UNA TARDE EN EL AEROPUERTO

por

Roger Vilain

-Roger Vilain-
X: @rvilain1

    Viajar supone un alumbramiento. Mientras más sensible tengas la epidermis mayor será el marcaje a fuego en tu retina. Lo que soy yo, cada instancia geográfica que me reclama y cada partida que emprendo obran su milagro. Regreso siendo el mismo, pero también me vuelvo otro, de modo que entre kilómetros y kilómetros mudo la piel, cosas nuevas aparecen, luces distintas bañan el escenario.

    Con las ideas puestas en lo anterior agarré el equipaje y cogí un taxi para el aeropuerto. Ya en Barajas el asunto pintaba largo -escala de varias horas-. Entonces me puse cómodo y practiqué a placer uno de mis deportes favoritos: observar a quemarropa.

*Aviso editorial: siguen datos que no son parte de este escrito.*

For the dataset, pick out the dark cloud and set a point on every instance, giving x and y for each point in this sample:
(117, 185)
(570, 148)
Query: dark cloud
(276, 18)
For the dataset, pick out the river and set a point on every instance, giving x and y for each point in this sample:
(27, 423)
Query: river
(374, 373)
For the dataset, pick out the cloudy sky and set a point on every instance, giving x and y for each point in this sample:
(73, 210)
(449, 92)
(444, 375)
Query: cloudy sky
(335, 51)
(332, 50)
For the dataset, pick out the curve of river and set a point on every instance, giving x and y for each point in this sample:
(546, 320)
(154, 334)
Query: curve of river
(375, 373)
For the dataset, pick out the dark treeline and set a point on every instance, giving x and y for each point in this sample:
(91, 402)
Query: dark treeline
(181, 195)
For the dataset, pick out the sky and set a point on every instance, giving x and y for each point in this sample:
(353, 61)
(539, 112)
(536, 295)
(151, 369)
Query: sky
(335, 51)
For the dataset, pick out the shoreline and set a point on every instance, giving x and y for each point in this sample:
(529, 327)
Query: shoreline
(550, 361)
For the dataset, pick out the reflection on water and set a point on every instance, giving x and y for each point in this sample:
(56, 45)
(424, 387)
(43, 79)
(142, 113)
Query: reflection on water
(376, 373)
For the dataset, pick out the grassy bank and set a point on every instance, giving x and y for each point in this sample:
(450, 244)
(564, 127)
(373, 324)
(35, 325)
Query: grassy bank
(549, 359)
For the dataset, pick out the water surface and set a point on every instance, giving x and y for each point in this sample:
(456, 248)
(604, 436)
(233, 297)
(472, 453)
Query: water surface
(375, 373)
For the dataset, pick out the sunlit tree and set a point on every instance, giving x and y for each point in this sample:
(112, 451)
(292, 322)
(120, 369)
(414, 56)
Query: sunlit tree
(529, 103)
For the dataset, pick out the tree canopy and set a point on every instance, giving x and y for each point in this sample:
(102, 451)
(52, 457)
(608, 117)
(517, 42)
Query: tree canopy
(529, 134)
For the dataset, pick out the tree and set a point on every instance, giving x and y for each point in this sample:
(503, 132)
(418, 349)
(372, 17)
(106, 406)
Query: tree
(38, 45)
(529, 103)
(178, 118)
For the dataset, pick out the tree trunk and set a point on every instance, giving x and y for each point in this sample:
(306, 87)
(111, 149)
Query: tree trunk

    Desde el rincón que se ofrece inmejorable un café y la última novela de Pérez Reverte son los amigos más fieles. Y justo ahí alzo las orejas, pongo a tiro la mira telescópica y de inmediato me gotea el colmillo. Busco en el entramado de viajantes, de rostros y gestos y conductas al bicho humano que todos llevamos dentro.

    Debo decir que mi hija partió hace poco, de esta España fabulosa e invernal regresó a Francia, a la vida universitaria que eligió para sí y que asume con la frescura de los veinte años. Confieso que me acompaña una melancolía que baja el tono, es decir, estoy lleno de ausencia por todos los costados. Para qué decir no, si sí. Quizás por eso observo lo que observo, con el café enfrente y la novela sin abrir sobre la mesa. Y lo que observo es mudo teatro de sombras, la puesta en escena de adioses, tristezas contenidas o sin frenos y mil promesas de próximos encuentros.

    Es que un aeropuerto es masa gelatinosa donde van a parar todos los sentimientos del mundo. Es verdad que si cambias de foco corre la película contraria, una que te muestra los arribos, las caras de los reencuentros, el perfil más cercano a la felicidad. Pero decía arriba que ando bajo de tono y qué le vamos a hacer, la tecla que toco ahora es la de las distancias.

    El bicho humano que todos llevamos dentro, más allá del cada quien y sobre tu puntito de mira, sobre tu cosmovisión, sobre tu condición de hijo de puta o todo lo contrario, digo, ese fondo viscoso que sin embargo nos une, saca la cabeza aquí y si enfocas como debe ser lo ves danzar feliz por las estancias, sin ropajes ni disfraces.

    Mientras un anciano abraza a quien imagino su nieta y mientras aquella mujer besa entre sollozos a un hombre de chaqueta gris, puedo mirarme en tales despedidas. Algo llevan de mí y algo de cada uno poseo en esos instantes. Como en las buenas películas, ellos también son yo, y pienso de seguidas en los griegos y me llega así, de golpe, la palabra catarsis. Entonces ahí me tienes, siendo humano hasta la médula en el caldo espeso que va siendo este aeropuerto.

    Si viajar es un alumbramiento yo nada más digo gracias. Entre manos que se estrechan y abrazos a la espera del volverse a ver cabe el universo de cabeza. Entonces nada, pruebo al fin mi café, abro el libro de Pérez Reverte, hasta que una voz metálica anuncia la salida de mi vuelo.